Today I Learned...

Today I Learned...

Pratt parsing, aka top-down precedence parsing, aka precedence climbing

Since last weekend I’ve been toying around implementing a calculator in Zig.

One of my favorite algorithms I learned in college from my data structures classes were the shunting yard algorithm to parse and evaluate expressions, converting to the reverse Polish notation. Those exercises were clearly an important part of my becoming a programmer, as I’ve implemented those in most major programming languages I’ve learned over the years.

Anyway, I realized I needed something better for a calculator with variables, so I did some research on alternatives and that’s how I ended up finding about Top-Down Precedence Parsing algorithm described by Vaughan Pratt in 1973 – also known as Pratt parsing.

I learned it mostly through reading this nice blog post explanation, reading its accompanying code and writing my own implementation in Python. For me, the best way to really learn something is by doing, rather than just reading.

I really like this algorithm, because it is not only quite simple, but it’s pretty much extensible: there is a nice separation of concerns between the core parsing implementation and the definition of the “parselets”.

It’s like, it is the sweet spot between recursive descent parsing and say, an LL parser: in a recursive descent parser, you don’t have a “grammar view” of the language, the grammar is pretty much implicitly hardcoded in the implementation.

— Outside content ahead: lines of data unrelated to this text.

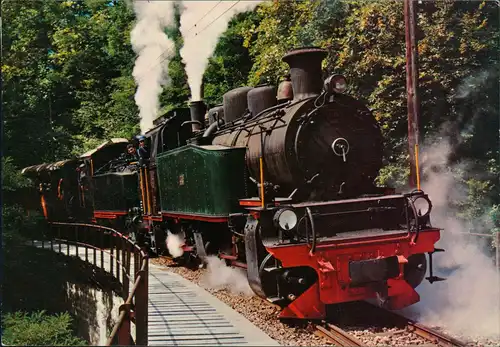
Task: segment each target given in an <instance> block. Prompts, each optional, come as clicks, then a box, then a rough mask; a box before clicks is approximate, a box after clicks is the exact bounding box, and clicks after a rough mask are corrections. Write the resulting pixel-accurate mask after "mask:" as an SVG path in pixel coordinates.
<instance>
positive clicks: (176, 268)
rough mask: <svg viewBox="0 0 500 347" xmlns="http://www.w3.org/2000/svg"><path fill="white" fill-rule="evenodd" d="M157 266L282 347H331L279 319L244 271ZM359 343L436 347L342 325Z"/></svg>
mask: <svg viewBox="0 0 500 347" xmlns="http://www.w3.org/2000/svg"><path fill="white" fill-rule="evenodd" d="M151 261H152V262H153V263H155V264H157V265H163V266H167V267H168V269H169V271H172V272H174V273H177V274H179V275H181V276H183V277H184V278H186V279H187V280H189V281H191V282H193V283H195V284H197V285H199V286H200V287H202V288H204V289H205V290H207V291H208V292H209V293H211V294H212V295H214V296H215V297H217V298H218V299H219V300H221V301H222V302H224V303H225V304H227V305H228V306H230V307H231V308H233V309H234V310H235V311H237V312H238V313H240V314H242V315H243V316H244V317H246V318H247V319H248V320H249V321H251V322H252V323H253V324H254V325H255V326H257V327H258V328H260V329H261V330H262V331H264V332H265V333H266V334H267V335H269V336H270V337H271V338H273V339H274V340H276V341H277V342H278V343H280V344H281V345H283V346H331V345H333V344H332V342H331V341H330V340H328V339H327V338H325V337H323V336H318V335H316V332H315V328H314V325H313V324H311V323H306V324H307V325H305V326H301V327H298V326H290V325H287V324H284V323H281V322H280V321H279V319H278V317H277V316H278V314H279V309H278V308H277V307H275V306H273V305H271V304H270V303H267V302H265V301H264V300H263V299H261V298H259V297H257V296H255V295H253V292H252V291H251V289H250V287H249V286H248V282H246V278H245V276H244V272H243V271H241V269H234V268H230V267H226V266H225V265H224V263H223V262H222V261H220V260H219V259H217V258H214V259H209V262H208V266H207V268H203V269H197V270H192V269H188V268H186V267H183V266H178V265H176V264H175V263H174V262H173V261H172V260H170V259H169V258H167V257H160V258H156V259H152V260H151ZM339 327H340V328H342V329H344V330H345V331H347V332H349V333H350V334H352V335H353V336H355V337H356V338H357V339H358V340H360V341H361V342H362V343H363V345H365V346H410V345H413V346H424V345H427V346H433V344H432V343H430V342H429V341H427V340H425V339H423V338H421V337H419V336H418V335H415V334H413V333H411V332H409V331H404V330H403V331H401V330H400V329H398V328H387V327H373V326H371V327H369V326H359V325H358V326H354V325H339Z"/></svg>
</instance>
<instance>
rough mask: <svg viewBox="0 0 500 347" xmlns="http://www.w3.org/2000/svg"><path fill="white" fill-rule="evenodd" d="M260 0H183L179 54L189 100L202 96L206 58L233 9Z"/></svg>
mask: <svg viewBox="0 0 500 347" xmlns="http://www.w3.org/2000/svg"><path fill="white" fill-rule="evenodd" d="M260 2H261V1H258V0H255V1H219V2H217V1H183V6H184V10H183V12H182V15H181V28H180V30H181V33H182V37H183V39H184V46H183V48H182V49H181V51H180V54H181V57H182V59H183V61H184V64H185V65H186V74H187V76H188V83H189V88H190V89H191V100H192V101H199V100H201V98H202V95H201V84H202V80H203V74H204V72H205V69H206V67H207V64H208V59H209V58H210V56H211V55H212V54H213V52H214V50H215V46H216V45H217V40H218V39H219V36H220V35H221V34H222V33H223V32H224V31H225V30H226V29H227V26H228V23H229V21H230V20H231V18H232V17H233V16H234V15H235V14H237V13H240V12H245V11H249V10H253V9H254V8H255V7H256V6H257V5H258V4H259V3H260Z"/></svg>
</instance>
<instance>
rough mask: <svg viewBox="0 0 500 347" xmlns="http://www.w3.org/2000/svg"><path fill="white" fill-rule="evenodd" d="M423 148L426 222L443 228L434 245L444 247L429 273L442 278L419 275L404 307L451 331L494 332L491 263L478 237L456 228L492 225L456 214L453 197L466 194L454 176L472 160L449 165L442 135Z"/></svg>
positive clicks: (448, 153) (496, 330) (462, 196)
mask: <svg viewBox="0 0 500 347" xmlns="http://www.w3.org/2000/svg"><path fill="white" fill-rule="evenodd" d="M422 153H423V154H424V156H422V159H423V160H422V174H423V176H424V177H426V179H425V182H423V184H422V189H423V190H424V191H425V192H426V193H427V194H429V197H430V199H431V201H432V204H433V210H432V212H431V218H432V220H431V222H432V224H433V226H435V227H439V228H443V229H444V231H443V232H442V233H441V235H442V236H441V240H440V241H439V242H438V243H437V245H436V247H438V248H444V249H445V252H441V253H435V255H434V257H433V258H434V259H433V260H434V270H435V273H434V275H437V276H439V277H444V278H447V279H446V281H443V282H435V283H433V284H430V283H429V282H428V281H426V280H424V282H422V284H421V285H420V286H419V287H417V289H416V290H417V292H419V294H420V296H421V301H420V302H419V303H417V304H416V305H413V306H411V307H410V308H408V309H406V310H404V312H403V313H405V314H407V315H410V316H412V317H413V318H417V319H419V320H420V321H421V322H422V323H424V324H429V325H436V326H440V327H444V328H445V329H447V330H448V331H450V332H452V333H455V334H460V335H465V336H480V337H498V336H500V315H499V312H500V287H499V278H498V275H497V273H496V269H495V266H494V264H493V262H492V259H491V258H490V257H488V256H487V255H486V254H485V253H484V252H483V249H482V247H481V242H480V241H479V240H478V239H477V238H474V237H465V236H464V235H463V234H457V233H460V232H461V233H466V232H469V231H470V230H472V231H473V232H475V233H482V232H488V230H491V228H492V227H493V226H492V225H491V224H489V223H487V222H485V221H486V219H485V218H483V217H480V218H478V219H477V220H470V221H466V222H462V221H460V220H459V218H458V217H457V212H458V209H457V208H456V202H457V201H465V200H467V187H465V186H464V185H463V184H461V183H460V182H458V181H457V179H456V178H455V177H456V174H457V172H464V171H465V172H467V171H468V172H470V171H471V170H473V167H472V164H471V163H468V162H461V163H458V164H455V165H449V162H448V160H447V159H448V158H449V156H450V155H451V154H452V153H453V146H452V145H451V144H450V140H449V139H447V138H444V139H439V140H436V141H435V142H434V143H429V144H428V145H427V146H424V147H423V150H422ZM485 240H490V239H487V238H485Z"/></svg>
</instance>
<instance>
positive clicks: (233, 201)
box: [156, 144, 246, 217]
mask: <svg viewBox="0 0 500 347" xmlns="http://www.w3.org/2000/svg"><path fill="white" fill-rule="evenodd" d="M245 153H246V148H245V147H224V146H196V145H192V144H190V145H187V146H183V147H179V148H176V149H174V150H172V151H168V152H164V153H162V154H160V155H159V156H158V157H157V159H156V165H157V170H158V171H157V172H158V186H159V191H160V201H161V206H162V211H163V212H167V213H177V214H194V215H199V216H210V217H216V216H217V217H218V216H227V215H228V214H230V213H234V212H237V211H239V204H238V199H241V198H244V197H245Z"/></svg>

On the other hand, an LL parser lets you write a grammar separately from the parsing code, but is a lot of more complex and even getting a grammar right isn’t very straightforward.

The top-down precedence parsing discovered by Pratt lets you easily extend the parser by adding new “parselets”, which are put in one of two hash tables: one for the “prefix parselets”, and the other for the “infix parselets”. If you push it, you can use it to make a language that lets you change add new syntax at runtime!

So yeah, yay hash tables, yay Pratt parsing!

I want to incorporate it into my calculator program in Zig later, but hey, one thing at the time! Porting it to Zig will be a whole new exercise, and Python is great for quickly whiping out some code to test out the idea.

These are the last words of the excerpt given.